Haberin içinde de, CHP Genel Başkanı’nın "TSK içinde cuntalar varsa, bu vahim" diye konuştuğu ve iktidar partisine, "12 Eylül’le hesaplaşmak istiyorsan, getir Anayasa’yı değiştirelim" çağrısı yaptığı belirtiliyordu.
***
TABİİ, yukarıdaki manşetin bütün püf noktası; bütün gazetecilik becerisi; bütün anlam çağrışımı, cümlenin içindeki iki hayati kelimeye odaklanıyor.
Birincisini, çok uzun uzun bir süreyi hatırlatan "nihayet" sözcüğü oluşturuyor.
Diğeri ise, Deniz Baykal’ın b-i-l-e bu noktaya gelebildiğini vurgulayan, "dahi" anlamındaki "da" ekine tekabül ediyor.
Ve, ah keşke!
***
EVET ah keşke, çünkü yine aynı gazetenin Ankara temsilcisi Murat Yetkin’in sezinlediğine göre, CHP liderinin sözleri, "AKP’nin askerle arayı daha da bozmamak için nasılsa bu işe yanaşmayacağı varsayımından" kaynaklanmıştır.
Ama yine de, velev ki öyle olsun, yukarıdaki ifade artık telaffuz edilmiştir.
Ok yaydan çıkmıştır ve manşetlere ve kolektif hafızaya yazılmıştır.
Deniz Baykal ister samimiyetle, ister hükümeti "frikikte bırakmak" için konuşmuş olsun, şimdi ortada "getir Anayasa’yı değiştirelim" demiş olan bir muhalefet önderi vardır.
Dolayısıyla da, demokratik menzile ulaşmak için katedilmesi zorunlu asgari mutabakatyolundaki engellerden birisi, en azından teorik olarak ve kısmen, ortadan kalkmış sayılmalıdır
Böyle bir gelişme ise asla ve asla yabana atılamaz!
***
ATILAMAZ ve zaten de şimdi, AKP’nin Baykal’ın topunu havada yakalaması kesin bir zorunluluk oluşturmaktadır.

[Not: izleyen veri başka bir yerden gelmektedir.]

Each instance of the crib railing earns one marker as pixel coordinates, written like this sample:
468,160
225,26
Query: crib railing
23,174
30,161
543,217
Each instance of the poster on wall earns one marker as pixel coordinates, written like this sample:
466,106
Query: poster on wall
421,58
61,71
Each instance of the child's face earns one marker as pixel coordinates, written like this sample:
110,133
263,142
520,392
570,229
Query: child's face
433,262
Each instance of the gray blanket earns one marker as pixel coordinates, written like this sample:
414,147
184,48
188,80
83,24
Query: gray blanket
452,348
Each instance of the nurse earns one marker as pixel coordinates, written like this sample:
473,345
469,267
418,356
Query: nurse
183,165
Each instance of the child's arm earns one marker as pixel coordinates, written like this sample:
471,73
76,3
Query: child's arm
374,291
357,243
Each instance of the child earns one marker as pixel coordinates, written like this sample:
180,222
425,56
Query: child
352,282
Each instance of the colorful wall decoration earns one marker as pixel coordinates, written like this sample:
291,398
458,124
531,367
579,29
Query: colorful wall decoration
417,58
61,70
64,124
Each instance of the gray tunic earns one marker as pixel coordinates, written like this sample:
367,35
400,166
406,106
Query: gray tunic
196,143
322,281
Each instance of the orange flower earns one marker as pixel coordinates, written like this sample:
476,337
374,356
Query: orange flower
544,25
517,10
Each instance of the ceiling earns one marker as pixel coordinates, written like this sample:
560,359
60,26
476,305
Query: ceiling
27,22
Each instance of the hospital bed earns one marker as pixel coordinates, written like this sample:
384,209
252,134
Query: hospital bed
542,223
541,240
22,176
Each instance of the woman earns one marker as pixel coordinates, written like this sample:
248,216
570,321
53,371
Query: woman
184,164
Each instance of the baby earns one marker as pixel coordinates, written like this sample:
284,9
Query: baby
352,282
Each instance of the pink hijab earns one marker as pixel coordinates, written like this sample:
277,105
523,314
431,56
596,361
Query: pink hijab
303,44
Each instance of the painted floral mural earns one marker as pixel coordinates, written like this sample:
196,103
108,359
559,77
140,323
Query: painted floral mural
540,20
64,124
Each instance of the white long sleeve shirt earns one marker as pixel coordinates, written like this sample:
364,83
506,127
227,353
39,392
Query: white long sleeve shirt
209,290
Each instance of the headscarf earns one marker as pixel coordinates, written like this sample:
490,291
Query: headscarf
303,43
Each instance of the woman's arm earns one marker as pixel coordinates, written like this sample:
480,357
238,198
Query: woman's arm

En başta Anayasa’yı değiştirmek hedefi, iktidar partisinin demokratikleşmeyi gerçekleştirebilmek amacıyla "kolları sıvaması", bundan böyle mutlak bir yükümlülüktür.
Yani, Yetkin’in deyimiyle, hükümetin "işe yanaşması" artık elzem hale gelmiştir.
Daha somut biçimde söylersek, samimi veya oportünist, madem ki CHP önderi b-i-l-e yukarıdaki "teorik çıkış"ı n-i-h-a-y-e-t yapmıştır, o halde TBMM’de çoğunluğa sahip kurumun da işi pratiğe geçirmek için hemen ve derhal insiyatif alması gerekmektedir.
AKP, Deniz Baykal’ın statüko ideolojisinde açmış olduğu "gedik"ten azami ölçüde yararlanmak durumundadır.
Eğer Antalya milletvekili samimiyse, ne álá, militarizmin 12 Eylül’den beri dayattığı "kanuniyet"i (!) çöpe atmak imkánı doğacaktır. Ufkumuz sivil ve çoğulcu engine açılacaktır.
Yok şayet değilse ve "şuna dokundurtmam, bunu elletmem" diyerek ipe un serecekse, bu takdirde de kendisinin gerçek niyeti kamuoyu önünde teşhir edilmiş olacaktır.
Dolayısıyla, muhtemel sonuç ne olursa olsun, hamle sırası şimdi Erdoğan liderliğindeki partidedir ve veziri ileri sürmediği takdirde, affedilmez bir yanlışa düşecektir.
***
ÜSTELİK, söz konusu "affedilmezlik" sırf yukarıdaki yanlışla sınırlı kalmayacaktır.
Bugüne dek izlediği "pro-cihet-i askeriye" ve "kripto-ulusalcı" politikalardan dolayı CHP’yi ve önderini daima eleştirmiş olan Türkiye demokratları, bu defa da AKP ipe un serdiği takdirde, tabii ki aynı eleştirelliği kendisine yöneltmekten asla çekinmeyeceklerdir.
Çünkü o demokratların kimseyle beşik kertmesi yoktur ve elleri, her kim olursa olsun, sivilleşme ve çoğulculuk yönünde ayak süreyen bütün siyasi kurumların iki yakasındadır.